外来診察室で、症状や既往歴・家族歴などを伺い、視触診をさせて頂きます。
心配な事や気になっている事などがあれば、お話しください。(診察の前にマンモグラフィー検査を受けて頂くこともあります。)
【乳癌の好発部位】
一番多いのは上外側(わきの下側)です。
乳腺専用のエックス線装置を使って撮影します。
検査室で、乳房や腋窩に超音波をあてて行う検査です。
視触診・マンモグラフィー検査・超音波検査などで、必要があると判断された方には病理学的検査(細胞診 ・ 組織診)を行います。

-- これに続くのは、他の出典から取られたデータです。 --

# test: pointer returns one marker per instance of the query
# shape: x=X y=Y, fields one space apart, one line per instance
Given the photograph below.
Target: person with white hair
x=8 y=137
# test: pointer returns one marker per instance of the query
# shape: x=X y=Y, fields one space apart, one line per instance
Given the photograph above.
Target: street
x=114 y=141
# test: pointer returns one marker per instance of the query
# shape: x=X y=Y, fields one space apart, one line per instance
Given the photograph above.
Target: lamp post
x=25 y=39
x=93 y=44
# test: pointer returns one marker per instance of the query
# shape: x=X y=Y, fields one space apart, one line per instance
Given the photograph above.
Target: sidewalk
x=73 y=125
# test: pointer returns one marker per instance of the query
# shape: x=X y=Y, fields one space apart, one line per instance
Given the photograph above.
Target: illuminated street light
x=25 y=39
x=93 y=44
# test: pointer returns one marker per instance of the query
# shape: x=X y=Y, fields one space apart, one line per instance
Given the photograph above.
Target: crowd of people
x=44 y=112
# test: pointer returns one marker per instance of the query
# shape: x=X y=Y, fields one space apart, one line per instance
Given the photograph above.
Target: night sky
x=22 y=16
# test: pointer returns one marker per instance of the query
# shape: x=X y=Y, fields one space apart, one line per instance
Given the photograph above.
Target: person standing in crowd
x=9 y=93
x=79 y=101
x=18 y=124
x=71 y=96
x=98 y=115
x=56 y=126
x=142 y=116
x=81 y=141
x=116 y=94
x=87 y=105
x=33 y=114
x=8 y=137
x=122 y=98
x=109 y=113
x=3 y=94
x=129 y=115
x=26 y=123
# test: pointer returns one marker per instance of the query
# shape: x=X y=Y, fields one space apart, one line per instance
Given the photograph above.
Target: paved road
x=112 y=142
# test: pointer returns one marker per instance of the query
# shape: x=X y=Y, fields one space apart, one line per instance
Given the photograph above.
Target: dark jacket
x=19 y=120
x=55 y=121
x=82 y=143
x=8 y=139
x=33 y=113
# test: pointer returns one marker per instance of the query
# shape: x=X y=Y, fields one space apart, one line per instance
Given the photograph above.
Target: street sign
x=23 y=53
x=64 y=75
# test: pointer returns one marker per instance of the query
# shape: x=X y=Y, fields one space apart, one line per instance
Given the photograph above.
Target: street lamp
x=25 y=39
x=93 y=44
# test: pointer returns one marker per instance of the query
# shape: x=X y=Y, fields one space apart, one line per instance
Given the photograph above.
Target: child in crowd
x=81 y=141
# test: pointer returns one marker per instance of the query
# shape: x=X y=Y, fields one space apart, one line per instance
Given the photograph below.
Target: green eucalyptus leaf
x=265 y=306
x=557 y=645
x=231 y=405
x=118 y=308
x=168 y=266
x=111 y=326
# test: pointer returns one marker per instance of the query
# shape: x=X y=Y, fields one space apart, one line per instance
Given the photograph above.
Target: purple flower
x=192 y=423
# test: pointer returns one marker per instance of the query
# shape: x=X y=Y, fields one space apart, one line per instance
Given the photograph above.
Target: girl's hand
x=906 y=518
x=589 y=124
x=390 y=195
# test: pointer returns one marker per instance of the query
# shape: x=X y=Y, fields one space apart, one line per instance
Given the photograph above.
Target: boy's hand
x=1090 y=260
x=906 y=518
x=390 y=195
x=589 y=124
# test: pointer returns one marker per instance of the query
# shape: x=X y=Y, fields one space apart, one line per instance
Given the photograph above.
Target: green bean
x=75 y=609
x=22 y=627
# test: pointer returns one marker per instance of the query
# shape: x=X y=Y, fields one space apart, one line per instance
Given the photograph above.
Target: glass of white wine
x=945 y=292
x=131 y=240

『乳癌』などの最終的な診断は、病理学的診断により確定します。
必要に応じて、CT検査やMRI検査などを行うこともあります。
乳腺外来で行う診察や検査に関しましては、その必要性や方法などについて必ず事前に ご説明させて頂きます。
不安な事やわからない事がある場合には、いつでも医師や看護師にご質問ください。